そんな劣等感を煽った彼女らは、平気で私に「そこで食べてるんで、良かったら、一緒にどうですか?」と食堂で声をかけてきたが、「食えるかいっ」と思い、ここは体裁良く断った。ごはんSとサラダと1品もの…のようなメニューの中に、カツ丼とほうれん草とみそ汁なんて並べられるかいっ。
帰り、また電車を逃すし、今日の私は空回りばかりだ。一度ダレた気持ちは、なかなか元に戻らない。
とかく、教えることは難しい。
私は、絵が描ける人を無条件で尊敬する。なぜならば、私は絵を描くのが大の苦手だ。第一、「絵を描く」なんてあり得ないと思っている。

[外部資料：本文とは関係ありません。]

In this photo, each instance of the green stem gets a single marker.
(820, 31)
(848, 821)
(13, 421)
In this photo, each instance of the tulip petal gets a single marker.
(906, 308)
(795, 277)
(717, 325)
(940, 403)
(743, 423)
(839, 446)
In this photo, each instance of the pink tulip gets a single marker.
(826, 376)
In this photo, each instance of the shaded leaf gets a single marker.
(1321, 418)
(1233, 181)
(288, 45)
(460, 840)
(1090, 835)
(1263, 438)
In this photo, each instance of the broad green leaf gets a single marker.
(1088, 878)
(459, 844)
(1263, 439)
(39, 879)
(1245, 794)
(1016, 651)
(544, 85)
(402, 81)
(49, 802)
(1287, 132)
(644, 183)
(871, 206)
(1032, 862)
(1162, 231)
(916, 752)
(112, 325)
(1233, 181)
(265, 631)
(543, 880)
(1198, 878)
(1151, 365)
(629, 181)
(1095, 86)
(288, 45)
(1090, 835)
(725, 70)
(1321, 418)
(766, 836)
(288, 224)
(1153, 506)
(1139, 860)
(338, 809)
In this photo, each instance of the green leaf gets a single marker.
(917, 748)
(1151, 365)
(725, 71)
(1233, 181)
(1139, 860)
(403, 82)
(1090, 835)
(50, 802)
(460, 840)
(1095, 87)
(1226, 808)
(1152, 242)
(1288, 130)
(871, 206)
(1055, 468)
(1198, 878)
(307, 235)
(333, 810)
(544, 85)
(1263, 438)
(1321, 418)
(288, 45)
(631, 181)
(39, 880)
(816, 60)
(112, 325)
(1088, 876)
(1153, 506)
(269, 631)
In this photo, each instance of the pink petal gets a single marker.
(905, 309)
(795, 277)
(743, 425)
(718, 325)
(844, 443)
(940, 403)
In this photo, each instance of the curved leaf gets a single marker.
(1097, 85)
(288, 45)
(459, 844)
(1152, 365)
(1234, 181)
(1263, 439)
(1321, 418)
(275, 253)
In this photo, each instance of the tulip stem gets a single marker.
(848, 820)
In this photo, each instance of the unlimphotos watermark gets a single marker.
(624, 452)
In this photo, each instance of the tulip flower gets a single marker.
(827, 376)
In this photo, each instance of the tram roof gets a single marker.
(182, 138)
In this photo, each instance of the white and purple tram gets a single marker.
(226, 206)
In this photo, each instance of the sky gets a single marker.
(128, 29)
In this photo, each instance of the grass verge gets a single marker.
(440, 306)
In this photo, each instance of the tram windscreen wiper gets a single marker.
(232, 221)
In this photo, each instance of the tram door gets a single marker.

中学のとき、年に1回、校外に出ての写生大会があった。どうしても書けないので、小さい頃から絵描き教室に通っていて、絵が上手い友人に聞いてみた。
「どうしたら、絵って書けるの?」
すると、友人はさらりとこう言ってのけた。
「え?見たまま描いたらいいちゃう?」
え?見たままだって? 私が我が耳を疑った。
見たままってあんた、この世の中は「縦・横・高さ」の3次元世界で、白い画用紙は「縦・横」の2次元世界だ。何をどうしたら、見たまま描けるのか。
むろん、友人の言葉に他意はない。きっと「硬いことを考えず思い切り描けばいいんちゃう?」と言いたかったのだろう。
でも、私はそういう結論に達した地点で、絵を描くなどという不可能なことに時間を費やすよりも、他のことをしていた方がこれからにおいて役に立つと、「描く」ことを完全に放棄した。
それからは、美術の課題で「描く」ことがあると、家族や友人に、「手伝ってもらう」などという甘っちょろいものではなく、丸々やってもらった。高校では、芸術科目は音楽と決められており、学校で「絵を描く」ということもなくなった。もちろん、日常生活においても故意に避けるので、そういうことはまずない。
世の中は、未だ「学歴社会」と言われ、勉強の出来不出来が大きな影響を及ぼすが、これがもし、「芸術社会」で、絵が描ける描けないが基準であったなら、私の人生はどうなっていただろう。ぞっとする。
絵が描ける人というのは、当たり前ながら「絵は描けるもの」という固定概念があると思う。そりゃ、アイデアが浮かばないとかスランプとかはあると思う。でも、根底には「描ける」ということがあるはずだ。
そんな彼らが、「絵は描けないもの」という概念を持っている私のような人間、取り扱うのは正直言って困ると思う。教えるのは、相当難しいんじゃないかな。
きっと俗にいう「勉強の出来ない子」には、そういう子が少なくないんだと思う。そして、それは、恋愛や音楽、語学にもいえることだろう。
そう、野球にだって。
すみません。 今日はかなりジメジメした日記になりました。 機嫌の悪いときや疲れているとき、凹んでいるときには日記を書いてはいけないのかもしれませんね。
追伸:この「教えることはとても難しい、という話」は、後日、パート2をやります。今度は、反対の立場、「教える」立場から書いてみたいと思います。過去にこういう日記があったことを頭のかたすみに置いていただければ、次の日記もより楽しんでいただけるのではないでしょうか?